The first module equips those on the course with practices and models for looking at the world and themselves in a different way, ready for re-integration into work.
In those following eight weeks, Cranfield set up phone calls and webinars, ensuring one-to-one and group sessions to monitor how the lessons learned on the hero’s journey are being applied.
Finally, module 3 takes place: Galvanise leadership growth – stepping forward.
This is a three-day residential module which celebrates the success of the preceding eight weeks and refines leadership challenges.
Andy Logan says that these three days look at the organisational context and give cohorts “practises to rewire the brain, as it were, to be able to perceive and act with complexity, ambiguity, uncertainty and volatility.”
It helps leaders to remain confident on what they know and what they can predict what will happen in their own working environments.

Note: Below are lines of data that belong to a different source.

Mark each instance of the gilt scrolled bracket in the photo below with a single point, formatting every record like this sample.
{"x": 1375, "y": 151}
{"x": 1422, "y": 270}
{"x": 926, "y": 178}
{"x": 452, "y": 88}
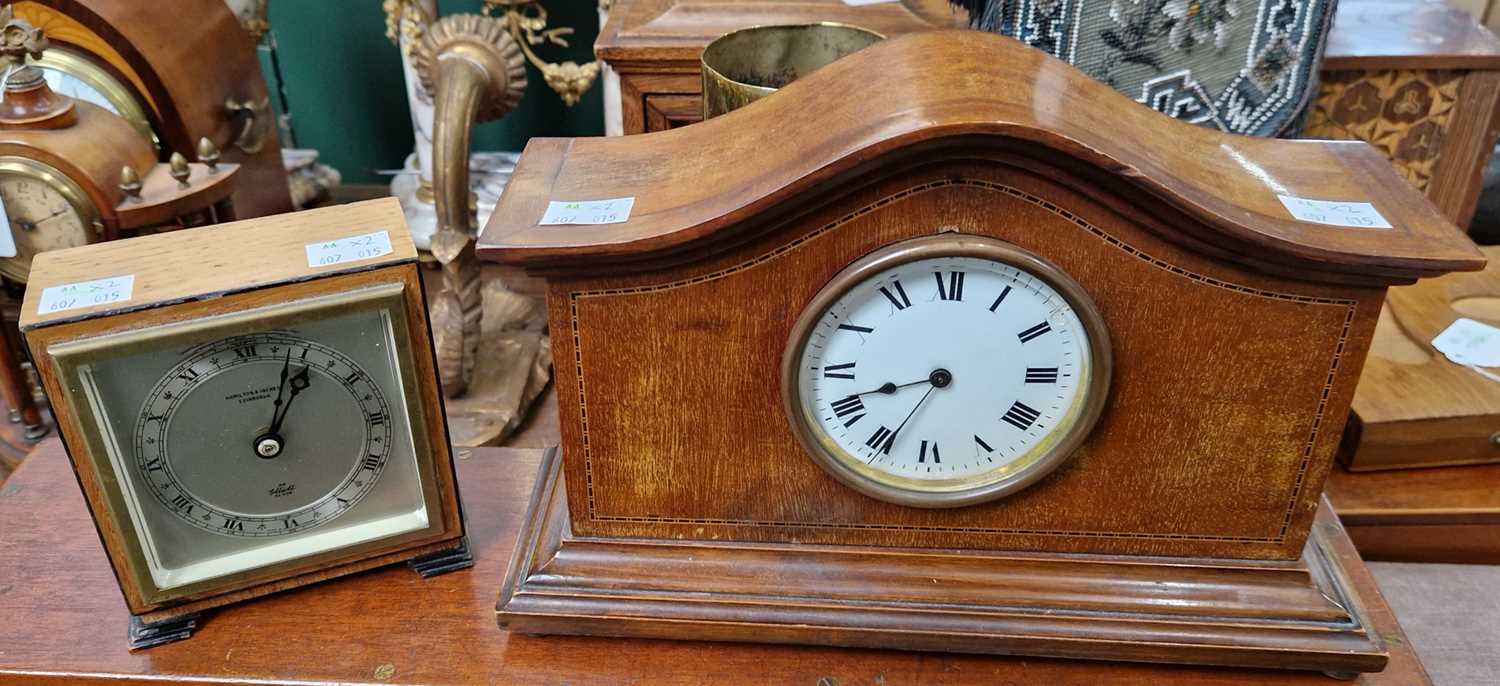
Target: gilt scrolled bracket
{"x": 474, "y": 71}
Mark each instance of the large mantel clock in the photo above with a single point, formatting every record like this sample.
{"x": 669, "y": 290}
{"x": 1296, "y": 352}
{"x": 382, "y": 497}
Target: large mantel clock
{"x": 993, "y": 361}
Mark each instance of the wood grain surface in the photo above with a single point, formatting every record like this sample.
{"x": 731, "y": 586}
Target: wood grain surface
{"x": 1415, "y": 407}
{"x": 216, "y": 260}
{"x": 1301, "y": 614}
{"x": 968, "y": 93}
{"x": 425, "y": 407}
{"x": 1170, "y": 481}
{"x": 389, "y": 626}
{"x": 1439, "y": 515}
{"x": 92, "y": 152}
{"x": 675, "y": 320}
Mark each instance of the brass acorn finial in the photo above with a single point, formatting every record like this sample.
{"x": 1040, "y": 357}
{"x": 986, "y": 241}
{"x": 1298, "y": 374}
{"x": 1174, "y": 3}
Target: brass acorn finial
{"x": 179, "y": 168}
{"x": 129, "y": 183}
{"x": 209, "y": 155}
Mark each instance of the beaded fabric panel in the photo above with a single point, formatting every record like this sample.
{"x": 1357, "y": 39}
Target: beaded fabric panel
{"x": 1233, "y": 65}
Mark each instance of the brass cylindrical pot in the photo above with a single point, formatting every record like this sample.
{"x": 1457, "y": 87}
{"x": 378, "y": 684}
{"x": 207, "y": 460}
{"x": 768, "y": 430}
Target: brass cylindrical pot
{"x": 750, "y": 63}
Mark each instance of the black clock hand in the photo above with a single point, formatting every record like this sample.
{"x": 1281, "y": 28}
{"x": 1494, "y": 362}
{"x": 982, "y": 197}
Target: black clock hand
{"x": 939, "y": 379}
{"x": 299, "y": 383}
{"x": 890, "y": 388}
{"x": 918, "y": 406}
{"x": 281, "y": 386}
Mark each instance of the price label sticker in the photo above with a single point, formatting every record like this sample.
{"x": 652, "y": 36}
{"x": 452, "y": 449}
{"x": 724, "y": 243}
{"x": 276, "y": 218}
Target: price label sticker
{"x": 1469, "y": 343}
{"x": 6, "y": 237}
{"x": 1334, "y": 213}
{"x": 86, "y": 294}
{"x": 587, "y": 212}
{"x": 350, "y": 249}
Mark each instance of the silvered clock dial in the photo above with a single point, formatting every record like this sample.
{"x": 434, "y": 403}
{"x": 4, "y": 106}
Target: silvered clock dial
{"x": 254, "y": 440}
{"x": 302, "y": 431}
{"x": 945, "y": 371}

Andy explains: “From the healing process, we go to a resilience process and a mindset-changing process. How to look at the world differently, and what practises have I got that keep me resilient and able to withstand the inner and outer pressure of managing in uncertainty.”
Cranfield are intent on ensuring that the people who attend each of their courses and programmes do so because it is suitable for their needs; the team vet applications and if it is deemed they aren’t suitable for the High Performance Leadership programme, they are directed to the programme that will benefit them the most.
But for those who are in leadership positions, senior executives, directors and heads of functions that would like to inspire and motivate their teams, this is the perfect programme.
The success of the tutor-intensive programme is apparent by the fact that people who have been on the course have recommended it to others within their organisation.
Described as “profound and deep” by those who have been through the course, the High Performance Leadership programme has changed the way that leaders think and look at themselves and the world around them, helping their leadership skills to evolve with each promotion.